Biografia

Trailokyanath Chakravarty: Ativista da Independência e Político

Pontos principais

  • Passou cerca de 30 anos de sua vida em prisões britânicas e paquistanesas.
  • Foi líder da Dhaka Anushilan Samiti e membro do Hindustan Republican Army.
  • Eleito membro da Assembleia Provincial do Paquistão Oriental em 1954.
  • Teve a trajetória marcada por prisões em locais como a Prisão Celular nas Ilhas Andaman e Mandalay, na Birmânia.

Trailokyanath Chakravarty (2 de agosto de 1889 – 9 de agosto de 1970) foi um proeminente ativista da independência da Índia Britânica e, posteriormente, político no Paquistão Oriental (atual Bangladesh). Sua trajetória foi marcada por um compromisso rigoroso com a libertação nacional, tendo passado aproximadamente 30 anos de sua vida em diversas prisões sob o domínio colonial britânico e, mais tarde, sob a administração paquistanesa.

Retrato de Trailokyanath Chakravarty
Trailokyanath Chakravarty, figura central nos movimentos revolucionários de Bengala.

Início da Vida e Atividade Revolucionária

Nascido em 1889 em Kapasiatia, no distrito de Mymensingh (atual Bangladesh), Chakravarty ingressou na luta pela independência em 1906, aos 17 anos. Ele tornou-se um líder da Dhaka Anushilan Samiti, uma organização secreta revolucionária. Sua primeira prisão ocorreu em 1908, o que interrompeu seus estudos formais; no entanto, ele adquiriu fluência em inglês e em diversas línguas indianas, muitas delas aprendidas durante seus períodos de encarceramento.

Em 1912, foi detido sob acusação de homicídio, mas foi libertado por falta de provas. Em 1914, foi preso novamente em Calcutá devido a atividades clandestinas em Rajshahi, Comilla e Malda. Chakravarty foi um dos principais acusados no Caso da Conspiração de Barisal de 1913, resultando em sua condenação e deportação para as Ilhas Andaman, onde foi detido na temida Prisão Celular.
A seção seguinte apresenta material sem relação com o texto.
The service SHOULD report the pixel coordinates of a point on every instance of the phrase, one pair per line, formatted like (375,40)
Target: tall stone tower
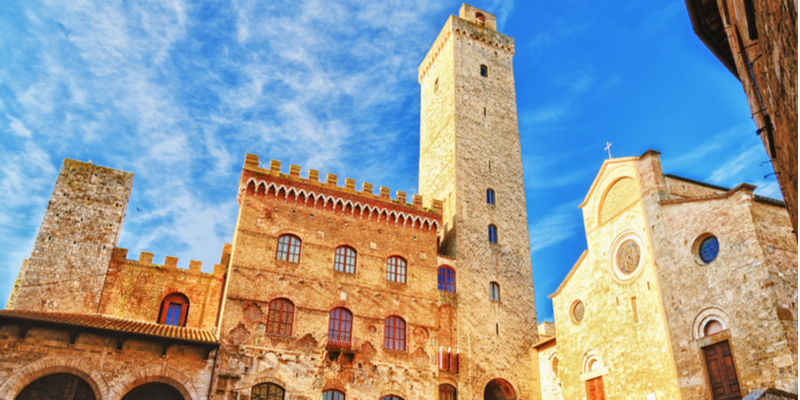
(71,255)
(470,144)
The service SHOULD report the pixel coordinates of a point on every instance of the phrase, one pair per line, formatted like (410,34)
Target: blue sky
(178,91)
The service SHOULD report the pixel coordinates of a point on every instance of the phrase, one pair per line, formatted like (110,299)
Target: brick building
(687,291)
(325,291)
(757,41)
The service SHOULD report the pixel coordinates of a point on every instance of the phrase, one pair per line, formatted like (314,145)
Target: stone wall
(110,365)
(79,231)
(470,143)
(135,289)
(324,217)
(623,327)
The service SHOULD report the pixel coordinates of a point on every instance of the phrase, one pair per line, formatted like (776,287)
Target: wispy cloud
(557,225)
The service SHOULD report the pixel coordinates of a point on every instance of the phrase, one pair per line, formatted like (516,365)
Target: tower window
(394,333)
(281,316)
(174,309)
(494,291)
(345,260)
(447,279)
(396,269)
(288,249)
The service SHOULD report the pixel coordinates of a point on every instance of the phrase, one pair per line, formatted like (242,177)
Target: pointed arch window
(447,279)
(447,392)
(396,269)
(345,260)
(394,333)
(332,395)
(340,327)
(492,234)
(174,309)
(267,391)
(281,317)
(494,291)
(289,248)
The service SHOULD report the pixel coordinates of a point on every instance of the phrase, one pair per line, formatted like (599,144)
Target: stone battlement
(145,260)
(253,173)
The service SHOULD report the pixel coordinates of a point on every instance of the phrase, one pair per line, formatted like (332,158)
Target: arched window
(447,279)
(447,392)
(394,333)
(281,316)
(174,309)
(490,196)
(494,291)
(396,269)
(267,391)
(288,248)
(340,327)
(332,395)
(345,260)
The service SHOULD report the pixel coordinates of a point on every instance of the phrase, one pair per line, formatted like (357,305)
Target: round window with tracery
(628,256)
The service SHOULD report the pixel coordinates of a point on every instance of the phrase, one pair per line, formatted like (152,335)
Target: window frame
(492,296)
(493,233)
(449,272)
(280,321)
(340,320)
(392,271)
(267,394)
(175,298)
(345,258)
(290,246)
(395,333)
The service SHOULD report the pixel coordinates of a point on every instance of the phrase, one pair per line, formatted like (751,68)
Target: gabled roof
(103,322)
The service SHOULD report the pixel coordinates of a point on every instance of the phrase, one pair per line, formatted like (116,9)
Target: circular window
(708,249)
(628,256)
(578,310)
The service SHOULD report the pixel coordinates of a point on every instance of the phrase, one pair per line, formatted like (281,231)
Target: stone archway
(58,386)
(499,389)
(154,391)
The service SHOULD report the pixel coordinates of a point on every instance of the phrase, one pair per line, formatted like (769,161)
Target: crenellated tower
(470,158)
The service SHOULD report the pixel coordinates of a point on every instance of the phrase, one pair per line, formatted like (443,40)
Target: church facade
(686,291)
(325,291)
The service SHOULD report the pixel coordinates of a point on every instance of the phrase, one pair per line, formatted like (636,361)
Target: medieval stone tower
(67,268)
(470,158)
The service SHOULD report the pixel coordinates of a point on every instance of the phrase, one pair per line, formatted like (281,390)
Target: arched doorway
(499,389)
(60,386)
(154,391)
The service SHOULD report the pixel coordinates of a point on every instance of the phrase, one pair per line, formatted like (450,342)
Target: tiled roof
(115,324)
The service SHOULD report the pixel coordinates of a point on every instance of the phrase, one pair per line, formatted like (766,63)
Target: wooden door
(722,372)
(594,389)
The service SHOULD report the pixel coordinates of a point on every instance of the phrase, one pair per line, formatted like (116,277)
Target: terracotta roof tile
(115,324)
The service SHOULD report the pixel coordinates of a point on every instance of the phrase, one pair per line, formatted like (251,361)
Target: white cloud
(18,127)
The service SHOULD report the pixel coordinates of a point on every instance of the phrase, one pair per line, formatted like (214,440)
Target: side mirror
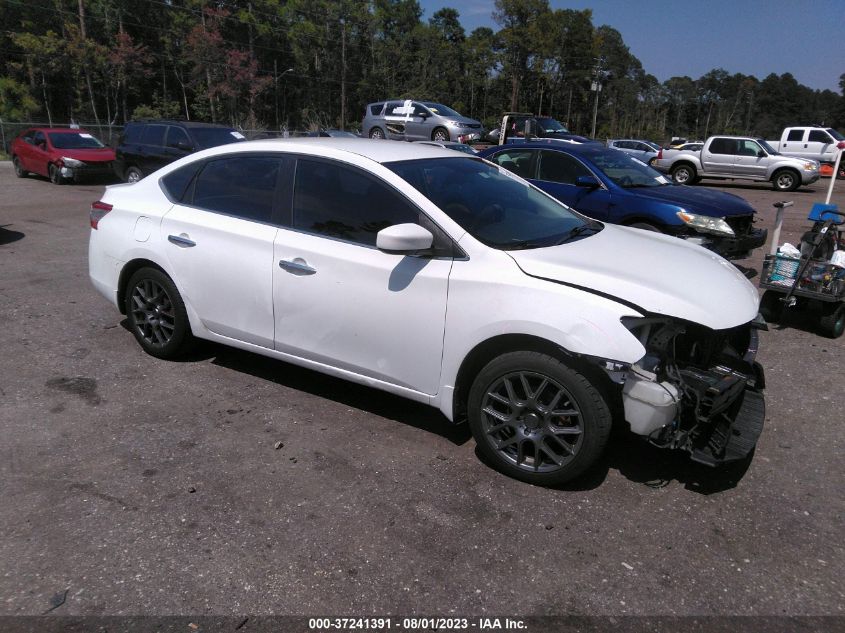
(589,182)
(404,238)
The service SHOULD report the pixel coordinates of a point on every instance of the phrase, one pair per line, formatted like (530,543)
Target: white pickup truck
(739,158)
(813,142)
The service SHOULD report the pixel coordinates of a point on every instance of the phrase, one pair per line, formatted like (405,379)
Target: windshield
(439,108)
(214,136)
(835,134)
(626,171)
(493,205)
(550,126)
(73,140)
Trajetória na Luta pela Liberdade

Após cumprir sua sentença, retornou a Calcutá, onde assumiu a direção da Escola Nacional. Em 1927, foi preso novamente e enviado para a prisão de Mandalay, na Birmânia. Após sua libertação em 1928, integrou o Hindustan Republican Army e participou da sessão de Lahore do Congresso Nacional Indiano em 1929.

Entre 1930 e 1938, permaneceu encarcerado. Após a libertação, participou da sessão de Ramgarh do Congresso Nacional Indiano. Durante a Segunda Guerra Mundial, tentou incitar uma rebelião no Exército Indiano Britânico, embora a tentativa não tenha prosperado. Participou ativamente do Movimento Quit India em 1942, sendo preso novamente e libertado apenas em 1946, período em que se dedicou a atividades organizacionais no distrito de Noakhali.

Carreira Política e Legado

Com a partição da Índia em 1947, Chakravarty permaneceu no Paquistão Oriental. Fundou o Partido Socialista do Paquistão e foi eleito membro da Assembleia Provincial em 1954, como indicado pela Frente Unida. Contudo, a imposição da lei marcial em 1958 restringiu severamente suas atividades políticas e sociais, levando-o ao autoexílio em sua aldeia natal.

Durante seus últimos anos, escreveu memórias sobre a política contemporânea, incluindo as obras Jele Trish Bachhar e Pak-Bharater Swadhinata Sangram, além de Geetai Swaraj. Faleceu em 9 de agosto de 1970, em Deli, na residência de seu antigo associado Surendra Mohan Ghose. Sua morte foi honrada com um minuto de silêncio na Lok Sabha, a câmara baixa do Parlamento Indiano.

Homenagens

Em reconhecimento à sua luta, a Brabourne Road, em BBD Bagh, Calcutá, foi renomeada como Biplabi Trailokya Maharaj Sarani.

Perguntas frequentes

Quem foi Trailokyanath Chakravarty?

Foi um ativista da independência da Índia Britânica e, posteriormente, político no Paquistão Oriental (atual Bangladesh), conhecido por ter passado 30 anos preso por suas atividades revolucionárias.

Qual foi o papel de Chakravarty na Dhaka Anushilan Samiti?

Ele foi um dos líderes da organização, ingressando na luta revolucionária ainda jovem, aos 17 anos, em 1906.

Quais obras escreveu Trailokyanath Chakravarty?

Ele escreveu as memórias 'Jele Trish Bachhar' e 'Pak-Bharater Swadhinata Sangram', além da obra 'Geetai Swaraj'.